Her prescription, of course, was not strong—no, not very;
            But it made her feel good in the head.
But she soon learned that there was an "opposite sex",
            And furthermore heard of this apothegm:
"Boys don't make passes at girls who wear specs"…
            The glasses?  She decided, "To crap with them."

Now, I can't tell you how many dozens of times
            She got kicked out for talking in class,
Or any additional schoolyard crimes
            That made it much harder to pass—
That is, to pass love notes to this boy or that,
            The one on the left or the right—
It made little difference where all of 'em sat,
            Cuz that's how she learned how to write!

Well, at last she was wed—set her mother to humming,
            Though soon she was changing her song:
Poor Ellen was up in the sticks—with no plumbing!—
            And seemed to think nothing was wrong!
She'd chosen her fate and felt not put-upon,
            But took life the way she was handed it;
She was hardly aware there was no indoor john—
            Till her kids came along and demanded it!

And after ten years that she'd been matronizing,
            She still was the rankest beginner:
She was known to have found it a wee bit surprising
            That the hour had passed to fix dinner!
But she worked to exhaustion with no thought of leisure
            And once someone—I don't know who'd dare—
Took a picture of Mother (much to her displeasure)
            Soundly snoring in a dining room chair!

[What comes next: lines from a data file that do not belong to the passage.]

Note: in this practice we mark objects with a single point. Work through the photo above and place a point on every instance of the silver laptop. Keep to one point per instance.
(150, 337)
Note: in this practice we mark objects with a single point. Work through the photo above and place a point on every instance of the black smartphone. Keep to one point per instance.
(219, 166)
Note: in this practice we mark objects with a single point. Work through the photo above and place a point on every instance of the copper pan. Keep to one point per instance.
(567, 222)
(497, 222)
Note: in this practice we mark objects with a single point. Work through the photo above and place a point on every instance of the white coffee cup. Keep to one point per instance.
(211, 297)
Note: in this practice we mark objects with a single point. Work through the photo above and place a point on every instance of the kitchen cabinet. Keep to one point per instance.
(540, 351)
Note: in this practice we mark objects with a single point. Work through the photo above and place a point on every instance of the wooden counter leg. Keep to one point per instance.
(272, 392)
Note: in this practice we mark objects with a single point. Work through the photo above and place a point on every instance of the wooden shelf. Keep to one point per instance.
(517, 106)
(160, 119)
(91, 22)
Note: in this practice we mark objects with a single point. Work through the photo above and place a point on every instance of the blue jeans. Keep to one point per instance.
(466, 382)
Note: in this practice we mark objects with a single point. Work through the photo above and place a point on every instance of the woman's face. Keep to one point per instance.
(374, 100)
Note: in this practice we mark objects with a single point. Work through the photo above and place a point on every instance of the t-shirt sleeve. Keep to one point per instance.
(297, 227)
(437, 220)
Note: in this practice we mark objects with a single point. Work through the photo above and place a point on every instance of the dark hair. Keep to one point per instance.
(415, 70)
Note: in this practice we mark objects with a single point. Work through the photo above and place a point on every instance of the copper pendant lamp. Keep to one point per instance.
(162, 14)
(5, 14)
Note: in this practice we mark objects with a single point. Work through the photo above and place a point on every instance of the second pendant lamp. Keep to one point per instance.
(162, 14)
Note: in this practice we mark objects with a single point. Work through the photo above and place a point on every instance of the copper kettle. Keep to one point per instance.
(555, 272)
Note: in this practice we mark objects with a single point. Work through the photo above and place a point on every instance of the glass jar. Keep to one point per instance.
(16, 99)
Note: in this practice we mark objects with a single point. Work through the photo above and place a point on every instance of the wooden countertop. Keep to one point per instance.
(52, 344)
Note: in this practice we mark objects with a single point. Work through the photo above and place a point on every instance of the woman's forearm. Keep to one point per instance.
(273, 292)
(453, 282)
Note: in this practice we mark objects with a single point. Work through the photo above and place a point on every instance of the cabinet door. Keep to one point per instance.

Her children had never a problem to get her
            To read classics—like Winnie-the-Pooh;
No one could do Eeyore's gloomy voice better
            Than Mom—oh, and don't forget Roo!
But many's the time we were ready for bed
            And the story would so mesmerize
That Mom would stop reading and start nodding her head..
            So we'd just prop open her eyes!

There must be more stories an offspring might flaunt
            Her colorful life to illumine…
Okay, I admit it—I really just want
            To remind us she WAS only human.
I could, I suppose, describe such goings-on
            As the smell of the tail of a cat,
That had sat on a burner that Mom had left on—
            But no, I just won't mention that!

Or the time her horse Valiant wouldn't stay still,
            And led her—didn't even forewarn her—
With her shouting, "WHOA!!!" all the way down the hill
            And into the garage's near corner.
But there's nothing she did, whether naughty or wrong,
            Embarrassing, foolish, or bad,
That could ever disprove what we've known all along:
            She's the BEST Mom we kids ever had!